The portrayal of seduction, sex and morality in 1933 Hollywood.

This paper explores the depiction of seduction, passion and female costuming in the Hollywood Production Code of the 1930 era. It suggests that although the code prohibited most sexy behavior from women, the studios continued to flaunt sex in their pictures. It also pinpoints many of the causes of the Production Code of 1934 administration, and discusses the history of the code from it’s beginnings in the 1920s to its end in the 1960s.
The complete spectrum of vice, not sex alone, infested the films an epicurean spirit of enthusiastic indulgence in activities illegal, forbidden, and stimulating, meant that by 1930 Hollywood was in desperate need of regulation (Doherty 103). State and City censors passed legislation against certain films, beginning with Chicago in 1907, in response to public protests (Bernstein 1).

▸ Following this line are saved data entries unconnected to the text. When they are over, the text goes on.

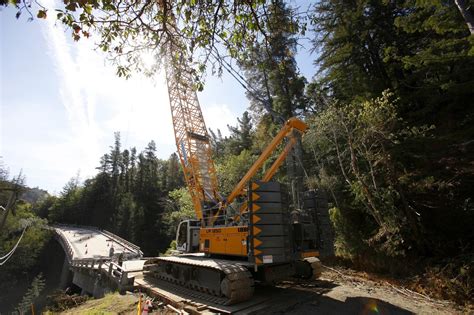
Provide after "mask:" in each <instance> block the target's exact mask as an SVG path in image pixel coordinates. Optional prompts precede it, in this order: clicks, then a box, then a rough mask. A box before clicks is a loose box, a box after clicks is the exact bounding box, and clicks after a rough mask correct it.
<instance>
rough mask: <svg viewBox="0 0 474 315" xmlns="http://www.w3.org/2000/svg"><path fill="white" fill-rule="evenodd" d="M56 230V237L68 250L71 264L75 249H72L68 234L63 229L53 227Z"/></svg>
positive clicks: (66, 253) (71, 246)
mask: <svg viewBox="0 0 474 315" xmlns="http://www.w3.org/2000/svg"><path fill="white" fill-rule="evenodd" d="M51 229H52V230H53V232H54V236H55V238H56V239H57V240H58V241H59V244H61V246H62V247H63V249H64V251H65V252H66V257H67V260H68V262H69V263H70V264H71V262H72V260H73V257H74V250H73V249H72V246H71V244H70V243H69V241H68V239H67V237H66V236H64V235H63V233H62V231H58V230H57V229H56V228H55V227H54V226H52V227H51Z"/></svg>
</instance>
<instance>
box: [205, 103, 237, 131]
mask: <svg viewBox="0 0 474 315" xmlns="http://www.w3.org/2000/svg"><path fill="white" fill-rule="evenodd" d="M202 112H203V115H204V120H205V121H206V126H207V128H211V129H212V130H213V131H214V132H216V131H217V129H219V130H220V131H221V132H222V135H223V136H228V135H229V128H227V125H231V126H234V125H235V124H236V121H237V119H236V117H237V114H235V113H234V112H232V110H231V109H230V107H229V106H228V105H227V104H211V105H209V106H206V107H203V108H202Z"/></svg>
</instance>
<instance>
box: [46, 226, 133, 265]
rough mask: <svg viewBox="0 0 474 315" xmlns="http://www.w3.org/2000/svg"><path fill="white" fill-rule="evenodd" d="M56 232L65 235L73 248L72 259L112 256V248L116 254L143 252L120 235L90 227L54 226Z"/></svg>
mask: <svg viewBox="0 0 474 315" xmlns="http://www.w3.org/2000/svg"><path fill="white" fill-rule="evenodd" d="M54 229H55V231H56V233H58V234H60V235H61V236H62V237H64V238H65V239H66V240H67V242H68V243H69V245H70V247H71V249H72V257H71V259H99V258H107V257H110V248H111V247H113V249H114V250H113V252H114V255H115V256H117V254H119V253H123V254H124V255H125V256H133V255H139V256H140V254H141V252H140V250H139V248H138V247H137V246H134V245H133V244H131V243H129V242H127V241H125V240H123V239H121V238H120V237H118V236H116V235H114V234H112V233H109V232H107V231H102V230H99V229H93V228H89V227H77V226H54Z"/></svg>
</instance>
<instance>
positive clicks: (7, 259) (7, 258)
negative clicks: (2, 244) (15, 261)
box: [0, 226, 28, 266]
mask: <svg viewBox="0 0 474 315" xmlns="http://www.w3.org/2000/svg"><path fill="white" fill-rule="evenodd" d="M27 228H28V226H25V228H24V229H23V232H22V233H21V236H20V238H19V239H18V241H17V242H16V244H15V246H13V248H12V250H10V251H9V252H8V253H7V254H6V255H4V256H3V257H0V260H3V261H2V262H0V266H2V265H4V264H5V263H6V262H7V261H8V260H9V259H10V258H11V257H12V256H13V254H14V253H15V250H16V249H17V247H18V245H19V244H20V242H21V239H22V238H23V235H24V234H25V231H26V229H27Z"/></svg>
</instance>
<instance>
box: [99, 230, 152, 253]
mask: <svg viewBox="0 0 474 315" xmlns="http://www.w3.org/2000/svg"><path fill="white" fill-rule="evenodd" d="M101 231H102V233H104V234H106V235H107V236H109V237H112V238H114V239H117V240H119V241H120V242H122V243H124V244H125V245H127V246H128V247H130V248H131V249H133V250H134V251H136V252H137V254H138V255H139V256H140V257H143V252H142V251H141V250H140V247H139V246H137V245H135V244H133V243H131V242H129V241H127V240H126V239H124V238H121V237H120V236H118V235H116V234H114V233H112V232H109V231H107V230H101Z"/></svg>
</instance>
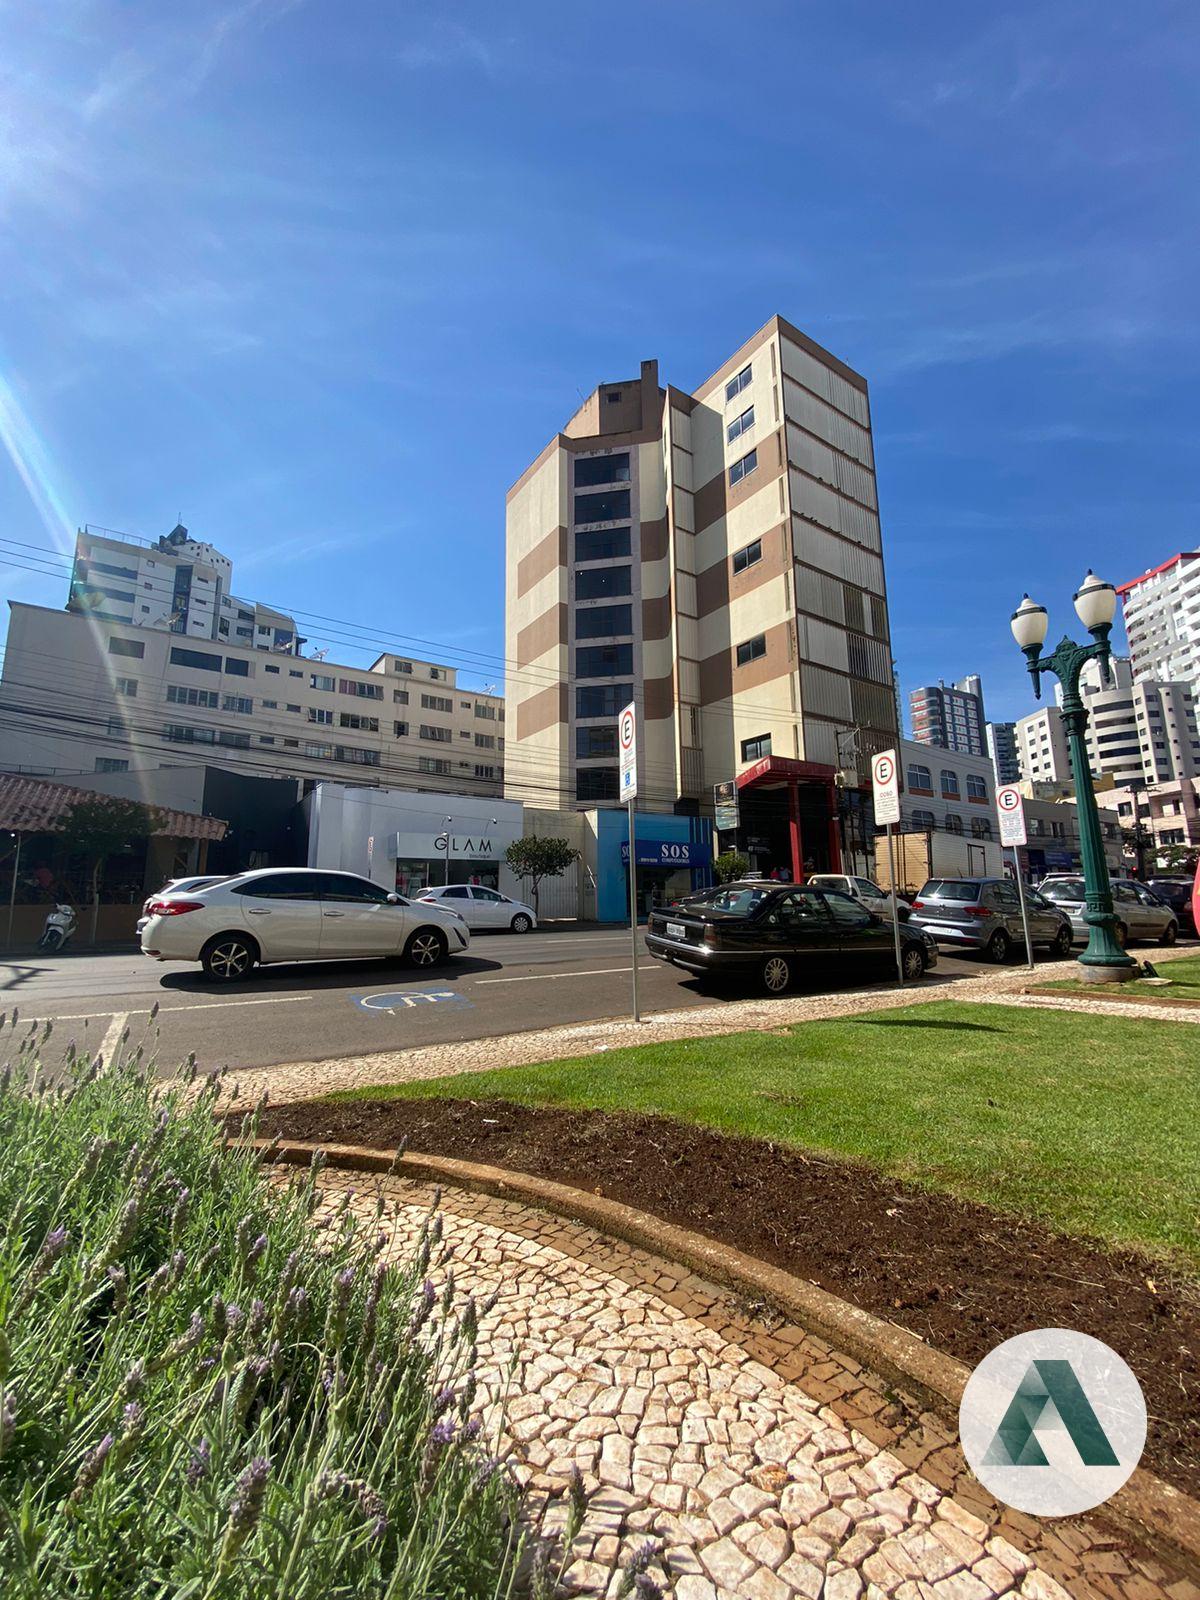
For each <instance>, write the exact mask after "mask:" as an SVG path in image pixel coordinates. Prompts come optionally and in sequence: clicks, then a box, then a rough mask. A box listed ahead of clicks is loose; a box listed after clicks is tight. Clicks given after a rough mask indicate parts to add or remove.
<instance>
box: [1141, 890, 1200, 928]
mask: <svg viewBox="0 0 1200 1600" xmlns="http://www.w3.org/2000/svg"><path fill="white" fill-rule="evenodd" d="M1146 888H1147V890H1149V891H1150V894H1157V896H1158V899H1160V901H1162V902H1163V904H1165V906H1170V907H1171V910H1173V912H1174V915H1176V917H1178V918H1179V931H1181V933H1190V934H1195V931H1197V926H1195V914H1194V910H1192V880H1190V878H1147V880H1146Z"/></svg>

Censorship boards were established to review and license moral and decent films; by 1922 six states had organized censorship boards (Jowett 25). Hollywood’s self-regulation policies functioned as a middle ground between the industry and their enemies, reform groups and state regulatory agencies (Jacobs 87). The result of self-regulation was the Production Code of 1930; a document loosely outlining the principles filmmakers should follow in order to produce moral films. Sklar writes, that the Code was written with “the precise aim of uniting religious morality with box-office necessity” (173). This document was based on the “Don’ts and Be Carefuls of 1927, an earlier attempt at influencing Hollywood to include less sex and violence in their features (Vasey 104). The Code was divided into two parts; one outlining the moral vision films should contain, and the other a precise listing of forbidden material (Doherty 7). The Production Code could not have arrived at a worse possible time for Hollywood. In 1930 the studios were still making money, despite the depression, but by 1932 theater attendance had dropped, dragging down the industry’s profits (Black 73). Their initial efforts were mainly motivated by a fear of a boycott during the worst years of the Depression, but once they realized what the audience wanted to see, they could no longer afford to censor potential box-office stars like Mae West (Cook 283).